Voyance pure en germanie
Dans les temps les plus reculés de l’histoire humaine, les membres des clans devaient être étonnés – d’après Schuré et Fabre d’Olivet – de la sensibilité nerveuse des femmes, êtres raffinés et géniales intermédiaires entre la société brute de l’époque et l’indéfinissable mystère de la nature. De par leur exaltation de voyance pure, les femmes étaient considérées comme les êtres les plus proches des divinités ; les chênes ou, inspirées, elles croyaient voir des apparitions, devenaient des arbres sacrés.
L’influence magnétique de la Lune les plongeaient dans un état de transe propre à la voyance immédiate et, sous le chêne, elles prophétisaient en évoquant leurs aïeuls. Ainsi, dans une Europe encore préhistorique, les prophétesse primitives, du haut de leur rocher ou au milieu de leur clairière, dans le murmure des vents et de l’océan, évoquaient les âmes diaphanes des aïeuls devant les foules terrorisées et délirantes, quémandant leur destin.
Les vieillards du groupe commencèrent à observer ces femmes, qu’elles fussent dans un état de rêve lucide ou d’extase prophétique. Ils contrôlèrent leurs révélations, interprétèrent les oracles et remarquèrent que, lorsqu’elles prophétisaient, leur visage se transfigurait, leurs paroles devenaient rythmées et le ton de leur voix plus élevé.

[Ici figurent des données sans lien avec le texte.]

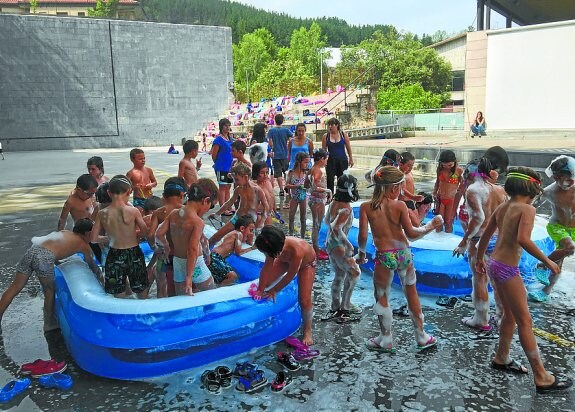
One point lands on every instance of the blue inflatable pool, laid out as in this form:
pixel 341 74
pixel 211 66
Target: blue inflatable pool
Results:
pixel 438 271
pixel 133 339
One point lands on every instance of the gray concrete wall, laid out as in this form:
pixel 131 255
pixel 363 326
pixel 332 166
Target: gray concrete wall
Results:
pixel 82 83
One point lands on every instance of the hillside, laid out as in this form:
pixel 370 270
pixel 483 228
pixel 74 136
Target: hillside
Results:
pixel 245 19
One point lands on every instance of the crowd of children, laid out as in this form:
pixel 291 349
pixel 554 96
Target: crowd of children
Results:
pixel 496 221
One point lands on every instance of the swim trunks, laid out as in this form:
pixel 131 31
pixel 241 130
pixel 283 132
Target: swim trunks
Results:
pixel 394 259
pixel 201 271
pixel 125 263
pixel 500 272
pixel 37 260
pixel 559 232
pixel 219 267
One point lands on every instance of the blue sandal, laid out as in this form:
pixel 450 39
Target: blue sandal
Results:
pixel 251 383
pixel 13 388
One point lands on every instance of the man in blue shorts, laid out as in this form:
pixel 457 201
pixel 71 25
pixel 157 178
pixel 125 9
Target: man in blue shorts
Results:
pixel 278 137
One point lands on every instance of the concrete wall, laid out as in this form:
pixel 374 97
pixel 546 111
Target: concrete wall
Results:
pixel 80 83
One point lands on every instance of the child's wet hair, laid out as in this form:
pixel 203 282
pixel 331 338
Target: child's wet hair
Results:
pixel 301 156
pixel 270 241
pixel 83 226
pixel 390 157
pixel 134 152
pixel 86 182
pixel 203 188
pixel 447 156
pixel 406 157
pixel 190 146
pixel 174 186
pixel 119 184
pixel 346 189
pixel 241 169
pixel 239 146
pixel 152 203
pixel 102 195
pixel 257 168
pixel 523 181
pixel 385 179
pixel 319 154
pixel 96 161
pixel 478 167
pixel 244 221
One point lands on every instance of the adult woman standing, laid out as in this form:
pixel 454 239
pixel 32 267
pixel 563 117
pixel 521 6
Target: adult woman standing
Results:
pixel 336 142
pixel 299 143
pixel 478 126
pixel 222 157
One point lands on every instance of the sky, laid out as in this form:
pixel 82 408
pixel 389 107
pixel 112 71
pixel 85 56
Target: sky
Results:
pixel 415 16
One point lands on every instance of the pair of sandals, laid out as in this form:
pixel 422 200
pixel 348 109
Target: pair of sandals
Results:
pixel 302 351
pixel 215 380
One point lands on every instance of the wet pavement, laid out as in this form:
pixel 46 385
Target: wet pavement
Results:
pixel 455 376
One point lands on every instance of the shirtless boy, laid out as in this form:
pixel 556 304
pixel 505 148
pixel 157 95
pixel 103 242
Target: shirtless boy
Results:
pixel 40 259
pixel 251 197
pixel 125 258
pixel 291 256
pixel 481 198
pixel 187 169
pixel 561 227
pixel 222 272
pixel 80 202
pixel 142 178
pixel 186 229
pixel 174 191
pixel 390 228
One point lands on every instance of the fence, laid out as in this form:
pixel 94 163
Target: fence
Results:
pixel 428 120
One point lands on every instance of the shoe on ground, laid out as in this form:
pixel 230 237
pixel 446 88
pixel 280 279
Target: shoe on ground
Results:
pixel 56 380
pixel 13 388
pixel 49 368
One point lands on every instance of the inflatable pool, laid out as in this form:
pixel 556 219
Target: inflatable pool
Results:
pixel 438 271
pixel 133 339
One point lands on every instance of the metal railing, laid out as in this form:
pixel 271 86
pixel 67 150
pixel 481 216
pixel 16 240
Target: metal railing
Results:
pixel 344 91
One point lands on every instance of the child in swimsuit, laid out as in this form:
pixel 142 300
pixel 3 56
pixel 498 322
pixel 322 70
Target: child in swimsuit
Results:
pixel 449 182
pixel 295 183
pixel 186 228
pixel 125 258
pixel 290 256
pixel 514 221
pixel 561 226
pixel 339 218
pixel 319 195
pixel 390 226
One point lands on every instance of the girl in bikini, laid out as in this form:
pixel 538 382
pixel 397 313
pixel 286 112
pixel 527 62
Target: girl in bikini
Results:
pixel 514 221
pixel 449 182
pixel 339 218
pixel 390 226
pixel 319 195
pixel 291 256
pixel 295 183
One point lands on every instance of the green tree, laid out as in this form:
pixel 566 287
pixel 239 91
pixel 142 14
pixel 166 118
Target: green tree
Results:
pixel 104 8
pixel 408 97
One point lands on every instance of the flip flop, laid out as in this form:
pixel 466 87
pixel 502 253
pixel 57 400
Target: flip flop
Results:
pixel 512 367
pixel 557 385
pixel 484 328
pixel 430 343
pixel 371 344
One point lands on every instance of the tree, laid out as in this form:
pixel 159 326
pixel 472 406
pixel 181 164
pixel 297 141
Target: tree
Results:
pixel 408 97
pixel 104 8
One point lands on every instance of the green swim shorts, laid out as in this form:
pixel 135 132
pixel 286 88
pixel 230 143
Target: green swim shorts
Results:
pixel 559 232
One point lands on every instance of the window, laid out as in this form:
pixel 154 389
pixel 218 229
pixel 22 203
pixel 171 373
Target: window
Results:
pixel 458 81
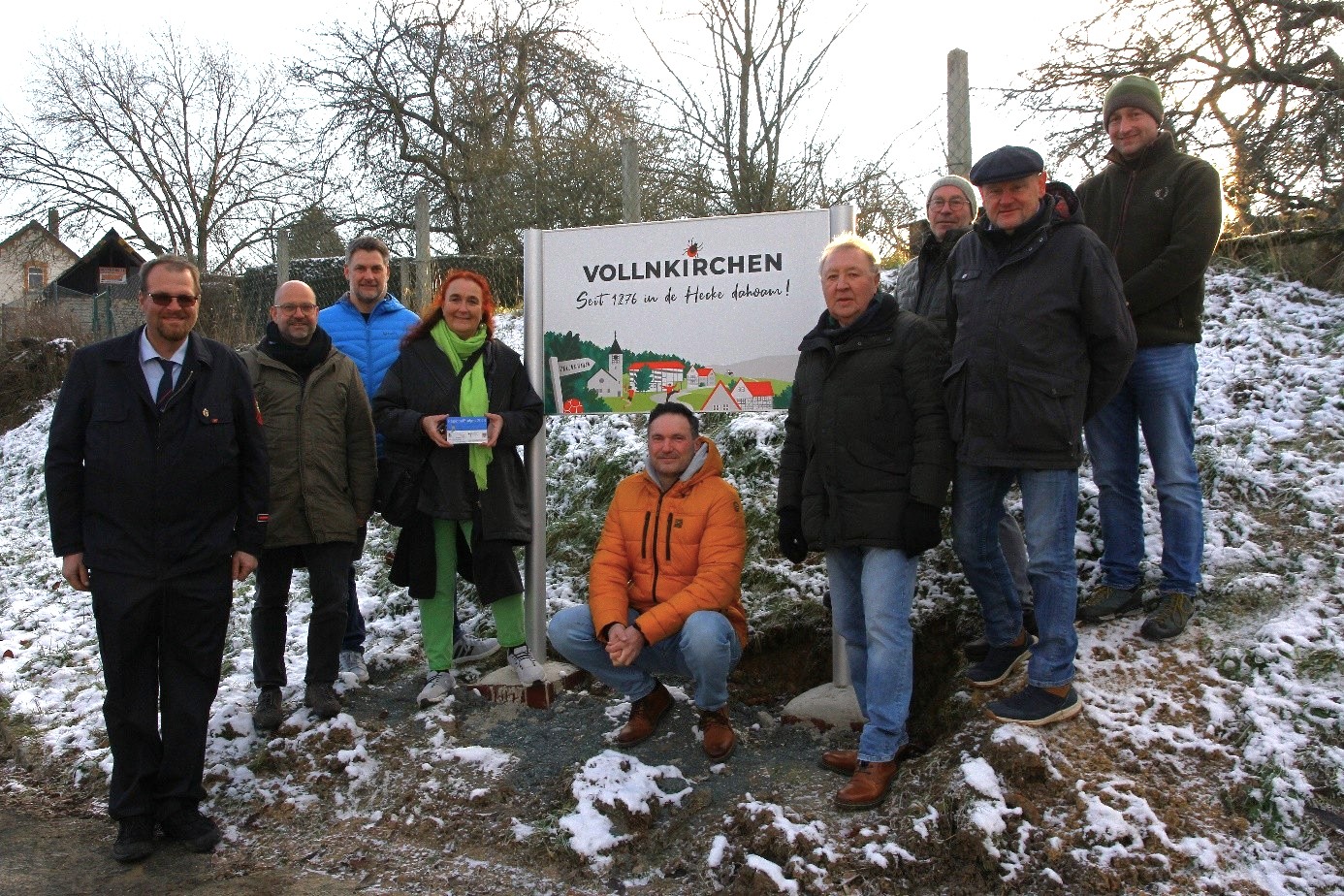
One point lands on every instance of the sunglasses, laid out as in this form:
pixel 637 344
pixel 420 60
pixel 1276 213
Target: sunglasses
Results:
pixel 164 300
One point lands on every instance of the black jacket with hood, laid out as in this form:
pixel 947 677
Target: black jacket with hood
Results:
pixel 1040 338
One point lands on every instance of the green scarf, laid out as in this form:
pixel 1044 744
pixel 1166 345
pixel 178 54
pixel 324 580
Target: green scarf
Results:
pixel 473 400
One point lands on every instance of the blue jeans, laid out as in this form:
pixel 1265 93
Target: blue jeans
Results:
pixel 1158 395
pixel 704 651
pixel 871 590
pixel 1050 509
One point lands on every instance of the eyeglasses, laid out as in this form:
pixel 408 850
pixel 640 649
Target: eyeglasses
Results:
pixel 297 307
pixel 164 300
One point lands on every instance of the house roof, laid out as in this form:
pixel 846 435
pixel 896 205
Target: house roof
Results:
pixel 657 366
pixel 109 251
pixel 41 233
pixel 717 389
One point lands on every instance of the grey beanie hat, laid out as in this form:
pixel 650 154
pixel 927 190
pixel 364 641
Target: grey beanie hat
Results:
pixel 960 183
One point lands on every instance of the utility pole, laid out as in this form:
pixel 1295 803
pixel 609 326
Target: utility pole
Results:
pixel 629 181
pixel 281 255
pixel 958 113
pixel 422 262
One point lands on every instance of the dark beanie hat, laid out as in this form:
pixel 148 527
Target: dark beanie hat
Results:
pixel 1006 163
pixel 1137 91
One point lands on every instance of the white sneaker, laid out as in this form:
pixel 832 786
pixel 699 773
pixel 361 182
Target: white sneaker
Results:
pixel 468 649
pixel 528 669
pixel 351 662
pixel 437 689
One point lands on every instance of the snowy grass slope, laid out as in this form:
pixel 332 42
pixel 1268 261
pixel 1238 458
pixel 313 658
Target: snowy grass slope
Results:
pixel 1193 769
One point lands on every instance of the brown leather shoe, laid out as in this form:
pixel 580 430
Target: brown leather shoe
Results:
pixel 645 715
pixel 870 782
pixel 840 760
pixel 720 739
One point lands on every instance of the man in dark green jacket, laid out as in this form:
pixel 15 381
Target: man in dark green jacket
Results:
pixel 1160 212
pixel 320 441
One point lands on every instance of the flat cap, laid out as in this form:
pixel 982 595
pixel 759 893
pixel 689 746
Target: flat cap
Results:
pixel 1006 163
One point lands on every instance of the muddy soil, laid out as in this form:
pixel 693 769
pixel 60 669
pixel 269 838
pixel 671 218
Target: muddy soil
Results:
pixel 55 840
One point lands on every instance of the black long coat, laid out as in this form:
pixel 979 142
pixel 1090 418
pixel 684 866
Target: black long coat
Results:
pixel 867 429
pixel 148 494
pixel 422 383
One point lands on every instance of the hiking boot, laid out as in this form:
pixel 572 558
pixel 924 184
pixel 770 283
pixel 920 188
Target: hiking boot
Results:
pixel 191 829
pixel 1035 707
pixel 1106 602
pixel 999 664
pixel 843 762
pixel 135 839
pixel 468 649
pixel 321 699
pixel 437 688
pixel 351 662
pixel 528 670
pixel 645 715
pixel 269 711
pixel 720 739
pixel 978 649
pixel 1169 617
pixel 870 782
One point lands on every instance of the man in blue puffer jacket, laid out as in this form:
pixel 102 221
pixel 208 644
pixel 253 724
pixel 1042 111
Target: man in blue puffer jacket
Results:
pixel 368 324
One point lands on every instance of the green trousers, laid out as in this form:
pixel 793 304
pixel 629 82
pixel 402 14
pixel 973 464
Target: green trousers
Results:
pixel 437 614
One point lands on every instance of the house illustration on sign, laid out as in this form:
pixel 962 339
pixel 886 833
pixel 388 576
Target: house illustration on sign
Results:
pixel 698 376
pixel 720 400
pixel 754 395
pixel 664 373
pixel 604 384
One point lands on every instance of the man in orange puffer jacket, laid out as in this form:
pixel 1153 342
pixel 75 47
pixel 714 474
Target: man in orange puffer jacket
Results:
pixel 665 585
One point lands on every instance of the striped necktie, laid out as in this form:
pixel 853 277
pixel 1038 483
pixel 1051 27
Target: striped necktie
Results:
pixel 164 383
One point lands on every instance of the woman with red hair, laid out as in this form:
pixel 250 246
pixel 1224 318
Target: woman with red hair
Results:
pixel 472 506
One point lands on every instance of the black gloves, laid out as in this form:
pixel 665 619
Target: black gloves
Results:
pixel 792 544
pixel 919 527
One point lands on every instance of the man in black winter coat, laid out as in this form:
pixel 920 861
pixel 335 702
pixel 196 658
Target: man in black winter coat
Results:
pixel 1040 341
pixel 156 489
pixel 922 288
pixel 863 476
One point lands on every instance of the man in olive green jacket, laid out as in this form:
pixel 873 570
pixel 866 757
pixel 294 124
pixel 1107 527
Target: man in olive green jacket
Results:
pixel 1160 212
pixel 320 436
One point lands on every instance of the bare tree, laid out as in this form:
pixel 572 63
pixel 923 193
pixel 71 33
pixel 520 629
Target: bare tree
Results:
pixel 1250 80
pixel 175 144
pixel 498 111
pixel 742 155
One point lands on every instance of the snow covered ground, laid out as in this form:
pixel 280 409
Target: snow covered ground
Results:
pixel 1204 764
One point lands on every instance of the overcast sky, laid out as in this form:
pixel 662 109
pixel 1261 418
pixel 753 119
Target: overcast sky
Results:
pixel 884 80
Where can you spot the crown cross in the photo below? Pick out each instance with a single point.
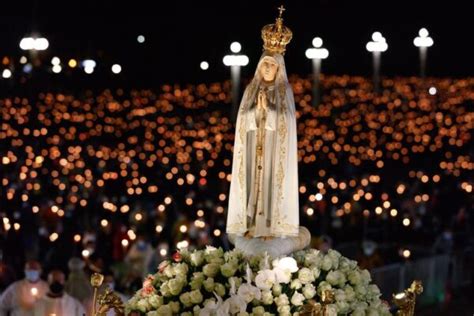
(276, 36)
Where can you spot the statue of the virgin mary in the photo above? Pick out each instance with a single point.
(263, 198)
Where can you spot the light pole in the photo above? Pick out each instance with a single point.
(317, 54)
(235, 61)
(423, 41)
(376, 47)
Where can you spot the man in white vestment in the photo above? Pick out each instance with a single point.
(57, 302)
(20, 297)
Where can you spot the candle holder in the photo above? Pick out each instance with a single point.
(107, 300)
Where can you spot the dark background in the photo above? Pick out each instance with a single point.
(180, 34)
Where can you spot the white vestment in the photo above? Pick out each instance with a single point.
(265, 199)
(65, 305)
(20, 297)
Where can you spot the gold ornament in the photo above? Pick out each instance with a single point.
(313, 308)
(276, 36)
(406, 300)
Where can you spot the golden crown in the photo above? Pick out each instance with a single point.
(276, 36)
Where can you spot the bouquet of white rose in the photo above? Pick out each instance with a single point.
(214, 282)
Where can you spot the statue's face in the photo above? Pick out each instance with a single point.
(268, 68)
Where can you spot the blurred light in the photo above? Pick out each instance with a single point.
(423, 40)
(319, 53)
(236, 60)
(317, 42)
(378, 43)
(53, 237)
(55, 61)
(204, 65)
(6, 73)
(57, 69)
(406, 222)
(182, 244)
(159, 228)
(72, 63)
(235, 47)
(406, 253)
(116, 68)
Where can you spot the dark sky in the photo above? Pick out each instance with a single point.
(179, 34)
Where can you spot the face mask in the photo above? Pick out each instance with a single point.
(56, 288)
(141, 245)
(110, 285)
(32, 275)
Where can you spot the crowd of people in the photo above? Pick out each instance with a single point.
(119, 180)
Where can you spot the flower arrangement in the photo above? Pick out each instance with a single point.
(213, 282)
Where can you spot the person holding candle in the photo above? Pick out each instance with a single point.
(20, 297)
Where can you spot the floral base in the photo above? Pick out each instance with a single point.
(214, 282)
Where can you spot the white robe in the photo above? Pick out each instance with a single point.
(18, 298)
(65, 305)
(280, 176)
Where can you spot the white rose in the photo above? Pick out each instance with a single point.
(306, 276)
(287, 263)
(282, 300)
(155, 301)
(164, 310)
(181, 269)
(297, 299)
(228, 269)
(176, 285)
(354, 277)
(323, 286)
(197, 258)
(326, 263)
(208, 284)
(276, 289)
(219, 289)
(143, 305)
(185, 298)
(309, 291)
(296, 284)
(174, 306)
(211, 269)
(284, 310)
(195, 297)
(265, 279)
(249, 292)
(336, 278)
(282, 276)
(316, 272)
(258, 311)
(267, 297)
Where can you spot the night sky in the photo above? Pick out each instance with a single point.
(180, 34)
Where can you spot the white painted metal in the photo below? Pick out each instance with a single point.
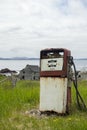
(51, 64)
(53, 94)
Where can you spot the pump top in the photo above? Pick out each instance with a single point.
(54, 62)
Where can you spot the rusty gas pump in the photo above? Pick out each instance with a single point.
(55, 84)
(55, 80)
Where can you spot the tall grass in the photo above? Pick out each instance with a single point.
(16, 98)
(14, 101)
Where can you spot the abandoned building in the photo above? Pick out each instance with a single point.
(30, 72)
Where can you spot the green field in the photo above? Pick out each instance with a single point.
(16, 102)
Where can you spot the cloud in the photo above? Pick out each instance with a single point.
(27, 25)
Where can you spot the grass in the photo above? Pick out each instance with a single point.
(15, 101)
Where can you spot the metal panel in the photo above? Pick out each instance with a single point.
(51, 64)
(53, 94)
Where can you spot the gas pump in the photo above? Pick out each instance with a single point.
(55, 83)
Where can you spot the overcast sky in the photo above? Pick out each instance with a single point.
(28, 26)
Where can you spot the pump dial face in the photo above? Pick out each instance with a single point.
(51, 64)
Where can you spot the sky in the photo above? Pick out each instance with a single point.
(28, 26)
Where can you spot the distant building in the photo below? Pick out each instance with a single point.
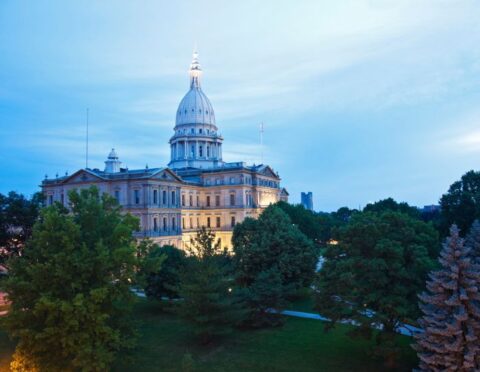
(196, 189)
(307, 200)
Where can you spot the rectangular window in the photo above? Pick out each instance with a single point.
(136, 196)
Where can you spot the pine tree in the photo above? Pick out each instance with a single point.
(209, 302)
(451, 320)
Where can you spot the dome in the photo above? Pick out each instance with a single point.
(195, 107)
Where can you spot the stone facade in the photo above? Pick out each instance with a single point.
(197, 189)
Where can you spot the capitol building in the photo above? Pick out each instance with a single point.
(196, 189)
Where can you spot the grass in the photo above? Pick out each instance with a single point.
(166, 344)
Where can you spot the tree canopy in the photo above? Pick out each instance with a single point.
(461, 204)
(17, 217)
(376, 270)
(70, 289)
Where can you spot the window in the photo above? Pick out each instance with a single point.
(136, 196)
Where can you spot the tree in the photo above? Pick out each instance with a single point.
(209, 302)
(461, 204)
(375, 273)
(70, 290)
(451, 308)
(315, 226)
(165, 282)
(274, 250)
(390, 204)
(17, 217)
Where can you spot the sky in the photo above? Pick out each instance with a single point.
(360, 100)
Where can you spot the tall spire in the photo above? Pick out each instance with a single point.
(195, 71)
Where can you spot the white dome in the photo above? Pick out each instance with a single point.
(195, 108)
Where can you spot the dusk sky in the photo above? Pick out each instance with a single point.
(361, 100)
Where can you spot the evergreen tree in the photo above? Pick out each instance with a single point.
(451, 308)
(70, 290)
(209, 302)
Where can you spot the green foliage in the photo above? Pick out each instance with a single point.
(208, 301)
(461, 204)
(315, 226)
(70, 290)
(376, 271)
(391, 205)
(273, 258)
(165, 282)
(17, 217)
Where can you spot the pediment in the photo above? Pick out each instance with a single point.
(82, 176)
(166, 175)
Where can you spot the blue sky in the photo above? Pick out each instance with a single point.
(361, 100)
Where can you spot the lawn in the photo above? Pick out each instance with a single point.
(166, 344)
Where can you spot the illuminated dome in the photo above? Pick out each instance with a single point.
(195, 107)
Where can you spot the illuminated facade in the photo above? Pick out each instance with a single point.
(196, 189)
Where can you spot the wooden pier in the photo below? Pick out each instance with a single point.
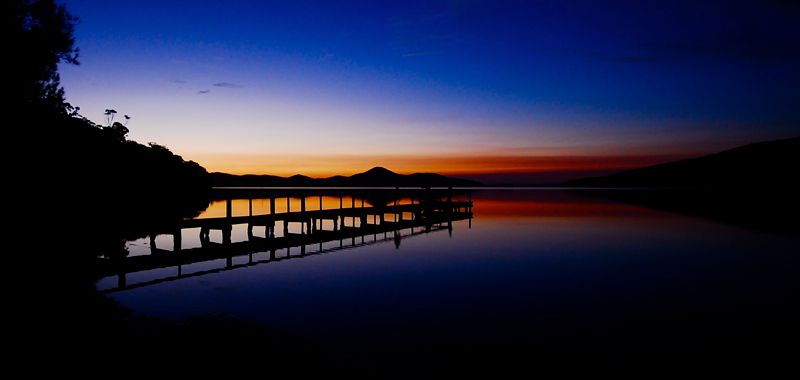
(352, 227)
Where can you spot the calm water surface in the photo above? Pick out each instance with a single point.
(541, 270)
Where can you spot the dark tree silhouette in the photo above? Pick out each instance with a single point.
(39, 36)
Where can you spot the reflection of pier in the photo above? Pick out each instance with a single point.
(351, 227)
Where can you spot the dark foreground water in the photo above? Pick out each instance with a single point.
(536, 277)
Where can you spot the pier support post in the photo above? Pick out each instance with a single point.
(176, 240)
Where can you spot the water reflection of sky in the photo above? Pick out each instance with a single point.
(529, 259)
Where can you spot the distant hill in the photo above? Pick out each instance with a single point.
(771, 164)
(375, 177)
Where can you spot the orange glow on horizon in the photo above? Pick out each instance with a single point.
(326, 166)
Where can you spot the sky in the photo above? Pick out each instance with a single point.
(530, 90)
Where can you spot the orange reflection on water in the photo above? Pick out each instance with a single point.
(550, 205)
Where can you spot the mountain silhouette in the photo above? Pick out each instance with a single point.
(375, 177)
(767, 165)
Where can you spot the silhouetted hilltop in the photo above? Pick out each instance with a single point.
(771, 164)
(375, 177)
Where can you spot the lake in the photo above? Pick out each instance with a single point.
(533, 276)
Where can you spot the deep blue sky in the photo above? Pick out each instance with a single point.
(321, 87)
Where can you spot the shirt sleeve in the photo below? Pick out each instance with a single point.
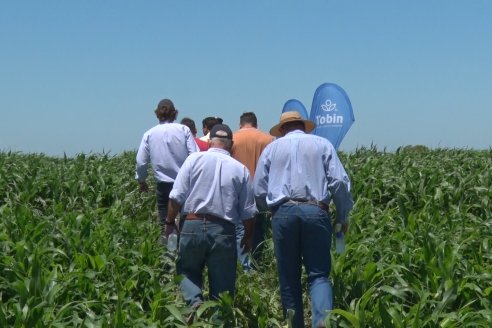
(339, 187)
(143, 159)
(190, 142)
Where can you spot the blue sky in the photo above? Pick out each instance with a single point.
(85, 76)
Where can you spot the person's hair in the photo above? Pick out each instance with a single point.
(223, 143)
(189, 123)
(294, 125)
(209, 122)
(166, 113)
(248, 118)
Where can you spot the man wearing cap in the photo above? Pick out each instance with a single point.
(214, 192)
(165, 147)
(297, 176)
(207, 125)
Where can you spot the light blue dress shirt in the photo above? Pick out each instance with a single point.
(165, 146)
(213, 182)
(302, 166)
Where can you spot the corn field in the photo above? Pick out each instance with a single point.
(79, 247)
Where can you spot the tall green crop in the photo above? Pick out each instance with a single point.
(79, 247)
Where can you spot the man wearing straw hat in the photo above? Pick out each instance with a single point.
(296, 177)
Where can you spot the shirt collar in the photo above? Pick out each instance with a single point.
(219, 150)
(296, 132)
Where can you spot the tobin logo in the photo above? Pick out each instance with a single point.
(329, 117)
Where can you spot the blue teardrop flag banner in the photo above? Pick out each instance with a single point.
(294, 104)
(332, 112)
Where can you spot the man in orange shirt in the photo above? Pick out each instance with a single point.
(249, 143)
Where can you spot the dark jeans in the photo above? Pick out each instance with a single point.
(162, 193)
(212, 244)
(302, 235)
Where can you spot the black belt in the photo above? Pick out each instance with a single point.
(296, 201)
(206, 217)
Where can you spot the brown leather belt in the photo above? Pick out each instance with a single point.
(321, 205)
(198, 216)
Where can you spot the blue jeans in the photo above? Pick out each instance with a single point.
(302, 235)
(212, 244)
(162, 193)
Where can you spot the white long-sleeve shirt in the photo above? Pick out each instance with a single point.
(165, 147)
(213, 182)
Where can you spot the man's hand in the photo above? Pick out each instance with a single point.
(143, 186)
(246, 244)
(169, 228)
(247, 241)
(344, 227)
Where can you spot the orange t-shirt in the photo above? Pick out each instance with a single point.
(248, 145)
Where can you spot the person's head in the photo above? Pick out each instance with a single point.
(165, 111)
(221, 137)
(189, 123)
(290, 121)
(248, 119)
(209, 122)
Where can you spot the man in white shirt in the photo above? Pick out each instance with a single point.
(214, 193)
(165, 147)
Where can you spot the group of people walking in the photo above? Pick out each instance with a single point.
(223, 191)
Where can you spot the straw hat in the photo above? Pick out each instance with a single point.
(291, 117)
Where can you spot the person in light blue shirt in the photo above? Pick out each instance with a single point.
(165, 147)
(213, 192)
(297, 176)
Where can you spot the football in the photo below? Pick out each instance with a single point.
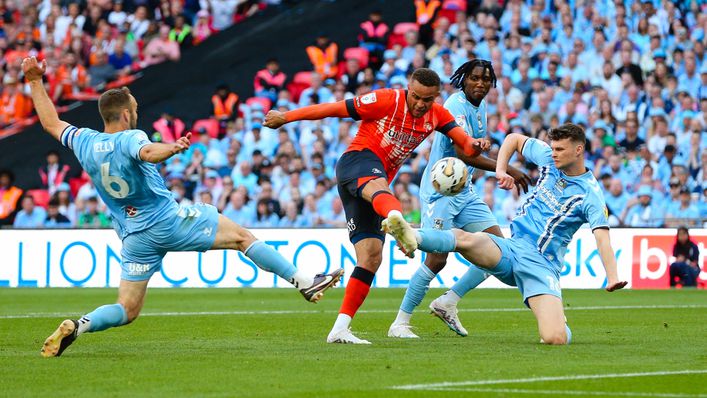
(449, 176)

Elles proféraient les oracles en chantant avec des notes graves et significatives. Ce fut le début du vers, de la poésie et de la musique, qui furent toujours considérés comme ayant une origine divine. Le rôle important attribué à la femme dans l’Europe primitive et auprès des peuplades germaniques notamment prend un relief particulier dans la Pythonisse scandinave, la Volupse de l’Edda, les prophétesses qui suivaient les armées germaniques et décidaient quel jour devaient avoir lieu les batailles, comme le raconte César dans ses Commentaires, lorsqu’il décrit la dernière bataille qu’il livra contre Arioviste, chef de Suèves (58 av J.C.).
Devenues maîtresses du destin des peuples, les prophétesses commencèrent à remplacer l’inspiration pure par des pratiques divinatoires fondées sur le sacrifice humain. Les victimes leur servaient des messagers : elles faisaient parler l’esprit divin à travers la bouche des prophétesses. La cruauté de ces pratiques obligea les souverains à surveiller le pouvoir de ces sanguinaires voyantes. Elles réapparurent sur la scène de l’histoire avec la Pythie de Delphes et les Ménades grecques : leurs fonctions et institutions, toutefois, furent plus limitées et rigoureuses contrôlées.